In line with this rationale, Natura launched an innovative product line called Ekos. The "story to tell" behind this new line was the preservation of Brazilian natural biodiversity. "Natura intends to help the country take advantage of its biodiversity, thus transforming it into a source of social wealth. We need to turn that cause into a tangible object," explained Pedro Passos, operations president. The "tangible object" was a product line based on plant and vegetable oils traditionally used by indigenous communities in the hinterlands.13 The communities that possessed the key knowledge of how to produce, extract, and apply the components of their traditional crops lived in primitive conditions; thus, incorporating them into the company value chain would have a significant impact on their lives.14
In the last case of this sub-group, the use of a cross-sector collaboration as a competitive leverage came about through the incentives provided by an international development agency. Rainforest Expeditions (RFE) was a small Peruvian ecotourism company that detected the opportunity to open an eco-lodge in the Tambopata-Candamo Reservation area, in the Peruvian Amazonia. When the traditional funding sources turned their backs on the company, RFE appealed to the Canadian-Peruvian Fund (CPF), a technical cooperation entity that promoted innovative sustainable development projects. The CPF welcomed the proposal, but imposed one condition: instead of employing local natives, RFE would need to partner with the community and train its members in order to qualify them for a future takeover of the joint-venture.15 For our purposes here suffice it to say that when faced with the CPF proposal, the company realized that it could obtain competitive advantages from its association with the community.

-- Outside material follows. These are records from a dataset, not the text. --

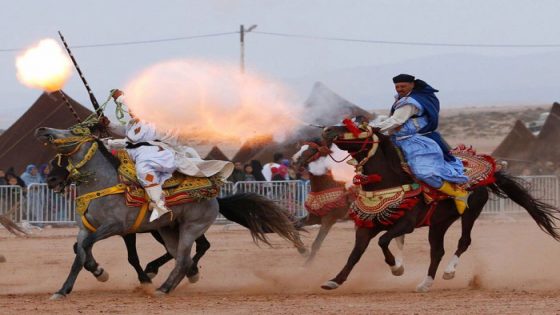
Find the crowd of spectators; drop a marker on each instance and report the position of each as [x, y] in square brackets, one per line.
[31, 175]
[277, 170]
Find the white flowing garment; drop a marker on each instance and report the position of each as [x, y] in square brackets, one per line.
[155, 163]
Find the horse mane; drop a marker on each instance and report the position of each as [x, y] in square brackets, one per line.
[110, 157]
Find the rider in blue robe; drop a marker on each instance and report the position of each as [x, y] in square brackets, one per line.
[412, 125]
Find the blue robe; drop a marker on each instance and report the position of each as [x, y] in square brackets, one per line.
[423, 154]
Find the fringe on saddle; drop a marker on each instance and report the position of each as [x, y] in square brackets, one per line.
[178, 189]
[386, 206]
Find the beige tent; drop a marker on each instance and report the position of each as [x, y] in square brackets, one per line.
[18, 146]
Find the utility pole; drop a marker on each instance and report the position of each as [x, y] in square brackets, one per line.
[242, 32]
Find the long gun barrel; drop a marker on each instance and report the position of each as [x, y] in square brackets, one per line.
[91, 96]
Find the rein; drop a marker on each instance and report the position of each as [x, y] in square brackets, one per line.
[365, 138]
[77, 142]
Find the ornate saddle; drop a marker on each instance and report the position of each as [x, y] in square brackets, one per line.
[178, 189]
[479, 168]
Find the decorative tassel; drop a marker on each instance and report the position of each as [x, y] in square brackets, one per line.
[361, 179]
[352, 127]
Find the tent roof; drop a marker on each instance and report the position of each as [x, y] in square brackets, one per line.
[515, 143]
[18, 146]
[251, 147]
[327, 107]
[548, 146]
[216, 154]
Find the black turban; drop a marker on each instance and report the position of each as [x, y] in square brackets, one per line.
[403, 78]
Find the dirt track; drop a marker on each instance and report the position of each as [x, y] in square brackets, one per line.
[511, 268]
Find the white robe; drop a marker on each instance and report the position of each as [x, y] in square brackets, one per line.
[163, 157]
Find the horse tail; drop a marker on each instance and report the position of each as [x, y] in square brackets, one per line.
[546, 216]
[260, 215]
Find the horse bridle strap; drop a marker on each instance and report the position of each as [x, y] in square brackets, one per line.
[321, 151]
[72, 169]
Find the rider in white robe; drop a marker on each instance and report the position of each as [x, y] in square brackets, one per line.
[158, 154]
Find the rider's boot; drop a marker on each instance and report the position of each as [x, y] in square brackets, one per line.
[156, 196]
[459, 194]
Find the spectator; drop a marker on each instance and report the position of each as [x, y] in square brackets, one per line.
[267, 168]
[249, 173]
[31, 175]
[44, 170]
[3, 177]
[13, 179]
[257, 170]
[238, 174]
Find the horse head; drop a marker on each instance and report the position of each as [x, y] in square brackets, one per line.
[309, 152]
[354, 136]
[74, 147]
[373, 154]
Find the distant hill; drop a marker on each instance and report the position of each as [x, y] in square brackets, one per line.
[463, 79]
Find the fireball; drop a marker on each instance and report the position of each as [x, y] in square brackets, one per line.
[45, 66]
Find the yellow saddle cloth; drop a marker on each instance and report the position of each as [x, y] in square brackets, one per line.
[178, 189]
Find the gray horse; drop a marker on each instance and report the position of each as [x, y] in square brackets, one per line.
[111, 216]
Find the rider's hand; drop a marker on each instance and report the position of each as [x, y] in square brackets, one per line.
[104, 121]
[116, 94]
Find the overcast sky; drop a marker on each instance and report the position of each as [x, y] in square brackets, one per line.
[23, 23]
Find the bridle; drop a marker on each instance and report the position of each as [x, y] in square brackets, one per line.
[322, 150]
[75, 143]
[365, 136]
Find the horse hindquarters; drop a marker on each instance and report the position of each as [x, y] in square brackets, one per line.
[194, 221]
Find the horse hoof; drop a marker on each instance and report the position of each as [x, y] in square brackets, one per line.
[330, 285]
[194, 278]
[397, 271]
[449, 275]
[303, 251]
[103, 277]
[422, 288]
[57, 296]
[159, 293]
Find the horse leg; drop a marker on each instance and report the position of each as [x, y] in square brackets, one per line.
[102, 232]
[309, 219]
[188, 233]
[326, 223]
[436, 237]
[202, 245]
[153, 267]
[363, 237]
[133, 260]
[76, 267]
[476, 202]
[403, 226]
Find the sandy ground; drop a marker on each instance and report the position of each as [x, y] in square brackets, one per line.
[511, 268]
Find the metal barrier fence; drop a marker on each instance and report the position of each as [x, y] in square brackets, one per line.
[11, 202]
[40, 205]
[545, 188]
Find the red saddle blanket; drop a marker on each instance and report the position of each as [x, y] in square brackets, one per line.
[479, 168]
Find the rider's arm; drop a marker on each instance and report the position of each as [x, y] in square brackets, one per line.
[399, 117]
[117, 129]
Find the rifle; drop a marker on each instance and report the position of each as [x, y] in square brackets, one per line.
[91, 96]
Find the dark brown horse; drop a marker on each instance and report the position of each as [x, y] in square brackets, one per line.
[380, 165]
[328, 200]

This competitive drive is also relevant for the third sector. The Forest Stewardship Council (FSC) is a global CSO, until recently headquartered in Oaxaca (Mexico), which supports the sustainable management of the world's forests. In this task, the FSC faced the competition of other CSOs that were sponsored and funded by large industrial groups. To improve its competitive position, the FSC engaged in an alliance with the some of the largest retail chains in the "do-it-yourself" industry, by which the latter gave preference in their procurement to those suppliers certified as complying with FSC standards. These alliances created a strong incentive for producers to join the FSC certification scheme.16
Colombia's Hospital Management Center (CGH) is also a good example of this point. The CGH's mission was "to promote and lead health management transformation in order to contribute to overall industry development," which was carried out through advisory services to health sector organizations. Among CGH's key competitive strengths vis-à-vis professional service firms offering similar advice, were its multiple alliances with private companies, universities, and other institutions, which supplied the center with a deep knowledge of the sector hardly available to its competitors.